Shiwa Ngandu, Northern Rhodesia,
Good Friday 1914

It began as it would end, in the place he had always known he would find one day. In front of him, under an endless sky, stretched the lake, shining like a Queen's sapphire in the morning sunlight. Shiwa Ngandu, the local Bemba people called it, the Lake of the Royal Crocodiles. 'Shiwa N-ganndu.' The young British Army lieutenant tested the name on his tongue, emphasizing the penultimate syllable as he had heard the Bemba do, and enjoyed its sound.

The lake was quite small, about five miles long and one and a half broad, and lay cupped in a circle of hills, garbed with lush grass and trees.

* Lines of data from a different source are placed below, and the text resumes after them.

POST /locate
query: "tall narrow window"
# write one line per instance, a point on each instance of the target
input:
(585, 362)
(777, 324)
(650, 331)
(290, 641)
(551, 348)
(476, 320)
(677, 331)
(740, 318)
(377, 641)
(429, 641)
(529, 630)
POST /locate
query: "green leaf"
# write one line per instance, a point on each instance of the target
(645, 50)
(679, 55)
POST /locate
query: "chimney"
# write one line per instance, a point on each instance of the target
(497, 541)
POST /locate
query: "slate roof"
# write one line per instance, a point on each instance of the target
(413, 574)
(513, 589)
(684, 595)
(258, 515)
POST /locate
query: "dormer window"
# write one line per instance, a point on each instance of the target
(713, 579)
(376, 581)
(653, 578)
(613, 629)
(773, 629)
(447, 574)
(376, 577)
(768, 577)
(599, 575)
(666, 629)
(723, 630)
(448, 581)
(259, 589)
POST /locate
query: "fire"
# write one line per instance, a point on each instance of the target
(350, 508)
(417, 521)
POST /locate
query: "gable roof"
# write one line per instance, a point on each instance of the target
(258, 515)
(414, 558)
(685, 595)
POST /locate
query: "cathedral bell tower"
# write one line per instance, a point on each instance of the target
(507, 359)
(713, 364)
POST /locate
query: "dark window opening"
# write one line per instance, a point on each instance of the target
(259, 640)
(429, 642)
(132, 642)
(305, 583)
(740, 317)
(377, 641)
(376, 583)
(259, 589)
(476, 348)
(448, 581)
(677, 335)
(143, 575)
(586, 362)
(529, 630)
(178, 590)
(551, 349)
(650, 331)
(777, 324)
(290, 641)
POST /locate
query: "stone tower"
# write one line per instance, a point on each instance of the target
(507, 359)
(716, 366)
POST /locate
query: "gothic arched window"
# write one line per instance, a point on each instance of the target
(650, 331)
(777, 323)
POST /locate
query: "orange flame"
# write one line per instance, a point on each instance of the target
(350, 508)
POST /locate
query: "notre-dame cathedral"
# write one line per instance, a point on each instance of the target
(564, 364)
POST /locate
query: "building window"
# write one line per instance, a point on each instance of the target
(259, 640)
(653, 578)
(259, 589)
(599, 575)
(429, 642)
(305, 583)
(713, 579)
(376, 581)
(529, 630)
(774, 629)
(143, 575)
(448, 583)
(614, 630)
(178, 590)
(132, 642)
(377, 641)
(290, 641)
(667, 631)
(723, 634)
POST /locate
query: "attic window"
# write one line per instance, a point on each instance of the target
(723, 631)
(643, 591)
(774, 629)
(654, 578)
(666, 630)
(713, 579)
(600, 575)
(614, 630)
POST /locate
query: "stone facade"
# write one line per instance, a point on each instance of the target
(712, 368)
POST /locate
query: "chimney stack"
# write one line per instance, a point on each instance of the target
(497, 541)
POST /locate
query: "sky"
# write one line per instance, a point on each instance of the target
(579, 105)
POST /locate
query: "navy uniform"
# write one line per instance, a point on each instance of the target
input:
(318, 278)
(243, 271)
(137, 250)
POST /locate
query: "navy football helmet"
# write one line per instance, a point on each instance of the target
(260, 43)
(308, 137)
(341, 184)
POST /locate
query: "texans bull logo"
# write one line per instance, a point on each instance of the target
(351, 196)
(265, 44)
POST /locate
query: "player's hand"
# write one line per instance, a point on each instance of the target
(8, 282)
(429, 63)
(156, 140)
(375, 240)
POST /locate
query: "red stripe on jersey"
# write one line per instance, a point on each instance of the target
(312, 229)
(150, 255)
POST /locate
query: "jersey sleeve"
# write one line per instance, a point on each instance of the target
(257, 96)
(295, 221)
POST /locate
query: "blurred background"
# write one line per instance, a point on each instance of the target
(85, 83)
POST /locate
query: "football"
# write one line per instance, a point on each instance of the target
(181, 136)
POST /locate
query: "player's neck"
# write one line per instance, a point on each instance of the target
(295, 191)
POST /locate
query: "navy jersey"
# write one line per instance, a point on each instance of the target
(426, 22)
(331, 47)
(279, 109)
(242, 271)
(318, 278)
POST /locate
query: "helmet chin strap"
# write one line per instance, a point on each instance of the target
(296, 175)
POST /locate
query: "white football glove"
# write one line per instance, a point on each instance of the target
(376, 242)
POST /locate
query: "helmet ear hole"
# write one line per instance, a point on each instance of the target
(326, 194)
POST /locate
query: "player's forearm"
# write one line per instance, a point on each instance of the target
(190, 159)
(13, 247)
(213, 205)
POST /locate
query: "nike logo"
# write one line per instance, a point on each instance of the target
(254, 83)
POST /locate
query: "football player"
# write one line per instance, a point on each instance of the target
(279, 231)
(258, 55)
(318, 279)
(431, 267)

Here and there a sensual burst of colour broke up the green -- the scarlet of a bubu tree, bursting with African tulips, a pair of tiny flame-breasted sunbirds singing, and a patch of yellow diamonds on the ground which rose up and became a cloud of butterflies. There was a flat meadow-like area between the hills and the far shore, and through his field-glasses the officer could make out a herd of zebra, skittishly parading their finely painted stripes and black manes. Everything seemed to be revelling in life. Removing his pith-helmet, Stewart Gore-Browne lay back against his pack and sighed up at the clear sky with satisfaction. It was all so magical that I felt I had entered a fairy kingdom, he later wrote. The rainy season over, the air tasted so crisp and pure that he fancied himself the first to breathe it. It had been a long, hazardous journey. But at last he had arrived at the place where he could build his manor and be lord of all he surveyed. His thoughts were interrupted by Bulaya, the young orphan he had been trying to train as his cook, proffering a Spode china cup and saucer. Like all his servants, Bulaya was clad in white calico shirt and shorts and black and yellow waistcoat, which Gore-Browne had had sent out from the Army & Navy store in London. I fancy the colours will set off their coppery skins, he had written in one of his thrice-weekly letters to his beloved aunt Ethel, adding, just because one is in Africa, is no reason not to do things properly. He took the teacup and smiled at Bulaya's big white-toothed grin. The forty porters he had brought with him were all Bemba people who had worked for him over the last three years on the Border Commission marking out the frontier between Northern Rhodesia and the Belgian Congo, and they were overjoyed to be back in their homeland.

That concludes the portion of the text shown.